Wrapping up a successful first semester of “East Meets West in a Cabin in Concord,” students showcased Thoreau-themed projects during a Dec. 4 exhibit. Funded through a challenge grant from the National Endowment for the Humanities, the MWCC Humanities Project’s first-year theme is encouraging students to consider the lasting relevance and modern application of Thoreau’s philosophies.
“This is the best event of all and the real reason why we’re doing what we’re doing,” said English Professor and Humanities Project Coordinator Michelle Valois, referring to the presentations and exhibit as singular focus on student outcomes.
MWCC students John Alden and Susan Shute each selected the location that represents to them what Walden Pond meant to Thoreau. Alden read an essay titled “My Walden,” an account of his varied experiences at Fitchburg’s Coggshall Park. Shute displayed a brochure of pictures she took at North Pack Monadnock in Greenfield, NH.
Michael Niall read a comparative essay, “The Hermitage and the Cathedral, or Just the Everlasting Water,” on Thoreau and E.B. White’s individual relationships with nature, as described in “Walden” and “Once More to the Lake” respectively. Valois described Niall’s essay as “a healthy mixture of analytical and creative learning outcomes,” which exemplifies a community-college education.

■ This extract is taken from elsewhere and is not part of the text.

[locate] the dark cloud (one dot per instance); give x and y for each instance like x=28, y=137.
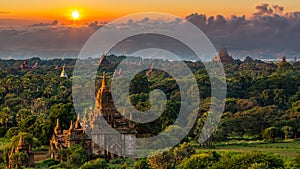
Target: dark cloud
x=263, y=9
x=269, y=32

Bethany Proctor and Samantha Rutkowski narrated a slideshow of Thoreau-inspired student sculptures, which were created using natural materials and displayed in the exterior and interior of MWCC.
Media Arts & Technology student Jack Dawson discussed “Opportunity,” an aptly titled picture taken on the road leading to MWCC. The picture reflects the inspirational nature of several Thoreau passages, as well as Dawson’s enthusiasm for his post-MWCC career.
East Meets West will continue during the spring semester with a Feb. 11 book discussion of “Being Henry David” at the MWCC Commons; a March 5 book discussion of “The Transcendental Murder” at Leominster Public Library; a March 26 book discussion of “American Primitive” at Fitchburg Public Library; and an April 15 poetry reading by Gail Thomas, author of “No Simple Wilderness: An Elegy for Swift River Valley,” at Athol Public Library. All spring events will take place from 6:30 to 8 p.m.
This fall, the campus community also chose its second-year theme, “Myth, Monsters and Modern Science: Frankenstein’s Legacy,” based on Mary Shelley’s classic. The 1818 novel will promote discussion on the societal and personal effects of technological advancements, the potential pitfalls of these innovations, and our collective attitude toward difference.